Sunday, April 24, 2005

the light in the east

[To my gentle readers:
i find my writing getting more and more stilted, more and more cliche-ridden. It seems now that i have nothing important to say. This is the worst yet that i am allowing myself to 'publish' on this blog. So why publish, you ask? Because the alternatives - to not write at all, or to write and keep it all to myself, would both lead to stagnation. Because writing needs an audience. So bear with me till the time when this gets better.]

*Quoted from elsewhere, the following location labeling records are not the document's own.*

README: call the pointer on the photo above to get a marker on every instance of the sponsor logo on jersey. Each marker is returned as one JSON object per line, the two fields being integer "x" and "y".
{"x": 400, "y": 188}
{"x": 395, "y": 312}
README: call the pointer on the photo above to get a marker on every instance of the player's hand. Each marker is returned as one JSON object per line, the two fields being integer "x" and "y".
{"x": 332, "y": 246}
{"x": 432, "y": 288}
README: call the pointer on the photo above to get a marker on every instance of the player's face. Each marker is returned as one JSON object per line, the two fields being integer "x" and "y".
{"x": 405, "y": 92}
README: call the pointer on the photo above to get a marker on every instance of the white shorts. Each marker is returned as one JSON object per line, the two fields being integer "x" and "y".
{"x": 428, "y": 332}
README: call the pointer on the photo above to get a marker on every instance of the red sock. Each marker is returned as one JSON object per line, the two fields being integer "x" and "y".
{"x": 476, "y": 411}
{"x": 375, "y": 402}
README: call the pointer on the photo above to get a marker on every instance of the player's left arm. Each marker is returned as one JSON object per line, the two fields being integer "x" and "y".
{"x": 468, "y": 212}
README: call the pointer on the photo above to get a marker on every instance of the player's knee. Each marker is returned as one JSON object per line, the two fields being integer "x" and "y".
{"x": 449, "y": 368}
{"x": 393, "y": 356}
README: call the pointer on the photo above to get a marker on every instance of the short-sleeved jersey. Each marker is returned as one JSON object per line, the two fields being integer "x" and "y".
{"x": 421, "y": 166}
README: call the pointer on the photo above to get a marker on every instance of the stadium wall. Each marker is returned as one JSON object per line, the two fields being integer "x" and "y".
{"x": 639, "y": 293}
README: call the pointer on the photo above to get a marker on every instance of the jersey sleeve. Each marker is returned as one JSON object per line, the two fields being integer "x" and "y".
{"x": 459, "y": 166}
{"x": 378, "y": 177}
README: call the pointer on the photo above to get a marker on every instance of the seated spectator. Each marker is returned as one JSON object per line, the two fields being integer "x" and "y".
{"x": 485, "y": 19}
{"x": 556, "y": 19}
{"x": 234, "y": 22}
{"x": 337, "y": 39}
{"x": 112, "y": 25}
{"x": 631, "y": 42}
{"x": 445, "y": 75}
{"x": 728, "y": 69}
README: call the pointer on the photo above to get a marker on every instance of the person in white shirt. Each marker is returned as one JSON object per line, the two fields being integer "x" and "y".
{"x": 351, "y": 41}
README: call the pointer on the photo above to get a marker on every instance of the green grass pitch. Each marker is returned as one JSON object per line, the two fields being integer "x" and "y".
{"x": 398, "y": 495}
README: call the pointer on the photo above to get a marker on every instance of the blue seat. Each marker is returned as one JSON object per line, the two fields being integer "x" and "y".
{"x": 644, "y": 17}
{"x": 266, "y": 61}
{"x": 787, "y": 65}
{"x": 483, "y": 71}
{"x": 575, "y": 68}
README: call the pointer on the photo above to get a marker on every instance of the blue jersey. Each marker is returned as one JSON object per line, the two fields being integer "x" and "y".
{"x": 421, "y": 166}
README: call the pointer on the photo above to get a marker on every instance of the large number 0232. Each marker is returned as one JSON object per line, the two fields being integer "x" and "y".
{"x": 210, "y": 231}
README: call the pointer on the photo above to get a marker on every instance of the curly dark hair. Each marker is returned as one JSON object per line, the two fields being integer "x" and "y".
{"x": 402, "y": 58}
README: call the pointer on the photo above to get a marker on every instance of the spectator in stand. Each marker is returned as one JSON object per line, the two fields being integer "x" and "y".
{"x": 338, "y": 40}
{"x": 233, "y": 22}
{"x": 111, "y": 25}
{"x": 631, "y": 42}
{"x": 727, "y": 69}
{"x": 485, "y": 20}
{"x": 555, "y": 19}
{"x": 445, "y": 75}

The island i live on measures 42 by 23 km. For the geographically challenged, that means that it would take you all of half an hour to drive non-stop from east to west at the speed of 80 km/h, or 20 minutes to drive from north to south at the same speed. Singaporeans are denied the privilege that people in other countries have of saying (with no hint of self-mocking irony), I live in north / south / east / west Singapore, because Anywhere segues almost seamlessly into Everywhere Else, largely undistinguished by climatic zones, local culture or political affiliation. Even our government has tacitly acknowledged this fact – our ever-expanding electoral zones seeming to point towards an Utopian future when Singapore will simply be governed as a huge conglomerate constituency, removing the need for all artificially-imposed boundaries, and allowing us to truly be one people, one nation, one Singapore.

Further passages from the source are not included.